Our View: Doubling down on our editorial

Our View: Doubling down on our editorial
(Photo by Aleksandra Kochurova)

Data is a necessary yet easily manipulated element of decision making. One need look no further than the discussion around the demographics of Old Town to see this in action.

In our Jan. 30 editorial, “Double down on our strengths,” we cited a recent study produced for Visit Alexandria that revealed a truth: Visitors come to Alexandria for our history. This study also noted that the average age of the visitors surveyed was 53.

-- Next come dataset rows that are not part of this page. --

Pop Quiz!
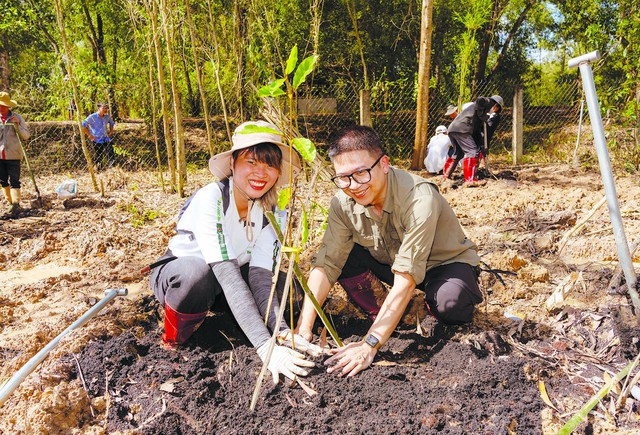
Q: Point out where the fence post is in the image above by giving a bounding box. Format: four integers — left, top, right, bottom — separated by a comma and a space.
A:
512, 85, 523, 164
359, 89, 372, 127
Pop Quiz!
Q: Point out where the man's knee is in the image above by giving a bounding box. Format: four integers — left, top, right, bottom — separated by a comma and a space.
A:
434, 294, 476, 324
428, 279, 482, 324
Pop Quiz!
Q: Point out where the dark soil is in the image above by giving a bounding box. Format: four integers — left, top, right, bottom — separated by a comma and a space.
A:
74, 296, 544, 434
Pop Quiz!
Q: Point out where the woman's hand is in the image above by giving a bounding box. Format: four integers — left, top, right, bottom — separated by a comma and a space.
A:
277, 330, 324, 357
324, 340, 376, 377
257, 342, 315, 385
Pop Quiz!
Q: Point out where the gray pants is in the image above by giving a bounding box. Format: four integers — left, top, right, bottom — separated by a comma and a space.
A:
448, 131, 481, 159
150, 254, 224, 314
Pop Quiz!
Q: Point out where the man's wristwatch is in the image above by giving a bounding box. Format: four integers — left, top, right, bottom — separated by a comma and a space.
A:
363, 333, 382, 350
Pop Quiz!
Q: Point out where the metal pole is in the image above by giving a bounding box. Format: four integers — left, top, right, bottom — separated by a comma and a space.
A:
0, 288, 128, 407
572, 98, 585, 166
568, 51, 640, 311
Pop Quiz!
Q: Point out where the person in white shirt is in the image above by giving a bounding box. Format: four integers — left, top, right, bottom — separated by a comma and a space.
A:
149, 120, 319, 384
424, 125, 451, 174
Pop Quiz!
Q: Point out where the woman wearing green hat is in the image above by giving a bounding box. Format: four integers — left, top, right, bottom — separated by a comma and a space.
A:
0, 92, 30, 213
149, 120, 320, 384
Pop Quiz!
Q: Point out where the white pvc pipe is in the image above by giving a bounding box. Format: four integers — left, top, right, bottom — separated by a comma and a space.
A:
0, 288, 128, 407
568, 51, 640, 311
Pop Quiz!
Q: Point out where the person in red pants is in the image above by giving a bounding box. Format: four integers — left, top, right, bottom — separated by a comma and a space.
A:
443, 95, 503, 186
295, 125, 483, 377
150, 120, 319, 384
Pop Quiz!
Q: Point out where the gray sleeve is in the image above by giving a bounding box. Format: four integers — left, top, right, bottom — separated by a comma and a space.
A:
209, 260, 270, 348
249, 266, 287, 334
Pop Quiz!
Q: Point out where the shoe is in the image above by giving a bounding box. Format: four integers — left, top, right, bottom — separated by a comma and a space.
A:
442, 157, 458, 180
162, 304, 207, 345
338, 271, 386, 320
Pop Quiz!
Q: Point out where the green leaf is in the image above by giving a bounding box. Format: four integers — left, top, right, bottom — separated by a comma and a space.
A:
236, 124, 282, 136
278, 187, 291, 210
285, 45, 298, 75
257, 78, 286, 98
291, 137, 316, 163
301, 203, 309, 245
292, 55, 318, 91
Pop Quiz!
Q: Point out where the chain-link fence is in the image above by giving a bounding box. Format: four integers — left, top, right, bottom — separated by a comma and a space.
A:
18, 78, 596, 178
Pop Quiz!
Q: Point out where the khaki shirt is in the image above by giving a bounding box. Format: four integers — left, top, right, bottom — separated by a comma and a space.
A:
312, 166, 479, 285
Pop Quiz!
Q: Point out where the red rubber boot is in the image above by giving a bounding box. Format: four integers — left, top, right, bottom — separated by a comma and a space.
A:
442, 157, 458, 180
463, 157, 486, 187
162, 304, 207, 345
338, 271, 386, 320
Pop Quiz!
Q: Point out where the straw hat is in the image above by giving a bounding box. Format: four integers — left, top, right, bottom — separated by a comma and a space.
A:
0, 92, 17, 108
208, 120, 301, 187
444, 104, 458, 116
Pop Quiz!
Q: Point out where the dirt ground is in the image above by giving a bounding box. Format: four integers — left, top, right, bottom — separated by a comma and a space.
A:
1, 161, 639, 434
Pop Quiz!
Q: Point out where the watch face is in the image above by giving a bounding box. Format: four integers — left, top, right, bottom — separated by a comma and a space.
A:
365, 334, 379, 348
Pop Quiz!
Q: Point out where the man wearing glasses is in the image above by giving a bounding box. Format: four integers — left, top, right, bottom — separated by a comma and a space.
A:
296, 125, 482, 377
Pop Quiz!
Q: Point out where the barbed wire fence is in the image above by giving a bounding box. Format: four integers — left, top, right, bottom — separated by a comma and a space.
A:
19, 77, 636, 194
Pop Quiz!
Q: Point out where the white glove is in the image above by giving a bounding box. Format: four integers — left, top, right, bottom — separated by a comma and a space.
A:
257, 342, 315, 385
277, 330, 323, 357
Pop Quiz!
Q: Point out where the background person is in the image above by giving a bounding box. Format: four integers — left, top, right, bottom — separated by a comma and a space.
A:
0, 92, 30, 213
424, 125, 451, 174
442, 95, 503, 186
150, 120, 318, 384
82, 102, 115, 169
481, 95, 503, 158
295, 125, 482, 377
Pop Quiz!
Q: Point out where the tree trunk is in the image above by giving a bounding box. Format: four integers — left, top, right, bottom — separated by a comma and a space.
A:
411, 0, 434, 170
430, 0, 447, 99
144, 0, 176, 191
234, 0, 246, 119
160, 0, 187, 197
186, 0, 215, 156
487, 0, 537, 80
346, 0, 369, 90
80, 0, 117, 117
147, 42, 166, 192
0, 47, 9, 91
53, 0, 98, 192
207, 0, 232, 144
180, 30, 198, 116
109, 45, 118, 120
473, 0, 501, 93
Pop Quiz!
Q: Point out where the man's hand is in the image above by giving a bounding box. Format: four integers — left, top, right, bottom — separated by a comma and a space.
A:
324, 340, 376, 378
277, 330, 323, 357
257, 342, 315, 385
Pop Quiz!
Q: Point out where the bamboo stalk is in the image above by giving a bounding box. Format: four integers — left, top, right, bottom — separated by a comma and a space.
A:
557, 353, 640, 434
266, 212, 343, 347
249, 257, 296, 411
53, 0, 98, 192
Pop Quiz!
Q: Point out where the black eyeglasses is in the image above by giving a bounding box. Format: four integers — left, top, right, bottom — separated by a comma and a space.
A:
331, 155, 384, 188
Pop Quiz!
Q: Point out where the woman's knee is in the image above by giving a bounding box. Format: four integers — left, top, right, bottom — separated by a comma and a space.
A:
153, 258, 216, 313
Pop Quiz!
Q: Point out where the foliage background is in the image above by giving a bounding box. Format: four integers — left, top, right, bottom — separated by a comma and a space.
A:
1, 0, 638, 176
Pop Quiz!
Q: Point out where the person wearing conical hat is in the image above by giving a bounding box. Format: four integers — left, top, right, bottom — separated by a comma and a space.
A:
0, 92, 30, 214
149, 120, 320, 384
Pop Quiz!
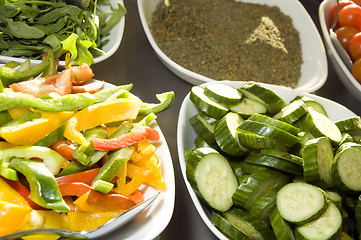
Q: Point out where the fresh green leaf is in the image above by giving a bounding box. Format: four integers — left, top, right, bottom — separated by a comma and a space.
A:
61, 33, 78, 64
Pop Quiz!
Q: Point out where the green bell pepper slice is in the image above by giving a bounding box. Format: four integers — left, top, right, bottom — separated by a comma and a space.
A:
9, 158, 70, 212
138, 91, 174, 115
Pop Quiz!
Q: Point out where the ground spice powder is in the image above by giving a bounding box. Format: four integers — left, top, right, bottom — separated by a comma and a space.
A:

Because Old Town residents are older than those in other parts of the city, such as Del Ray, we urged city leaders to recommit to ensuring that all change in the Old and Historic District is made through the prism of protecting its history – for visitors and residents alike.

Last week we ran a response to that editorial by Alexandria Planning Commission Chair Nathan Macek, “Old Town is for everyone.” In his letter, Macek points out that the average age of residents in zip code 22314, which includes Old Town, is not that old – 39.4. That’s a mere two years older than the average age of residents in zip code 22301, which encompasses Del Ray.

On its face this data is persuasive. However, it’s a comparison of apples to oranges.

Zip code 22301 contains most of Del Ray and much of Rosemont, which has a similar demographic. Del Ray is representative of the entire zip code 22301.

That’s not true for Old Town and 22314. The Old and Historic District makes up only about one-fifth of zip code 22314. The district runs from the Potomac River to Alfred Street, east to west, and from the Beltway to Queen Street running south to north.

Further, demographic data on postal carrier routes that the Times obtained from Maponics, based on 2010 census data, reveals that there were 13 carrier routes of which all or part fell within the Old and Historic District’s boundaries, and the average age of those carrier routes ranged from 42.4 years old to 53 years old. They collectively averaged 49.93 years old.

In other words, not a single carrier route within historic Old Town in 2010 had an average age as low as the average age for zip code 22314 as a whole. Clearly, the comprehensive demographics of zip code 22314 don’t capture the actual demographic of Alexandria’s Old and Historic District, even though Macek referred to 22314 and Old Town as if their demographics were synonymous.

And so, we reiterate our main point from our Jan. 30 editorial: Old Town is a place in which many older residents live and to which many older visitors travel for its history.

It is misguided to enact policies that prioritize drawing a younger demographic to the Old and Historic District. First, the data indicates such policies aren’t working. Second, diminishing Old Town’s historic focus jeopardizes Alexandria’s tourism golden goose. When you try to be all things, you risk being nothing.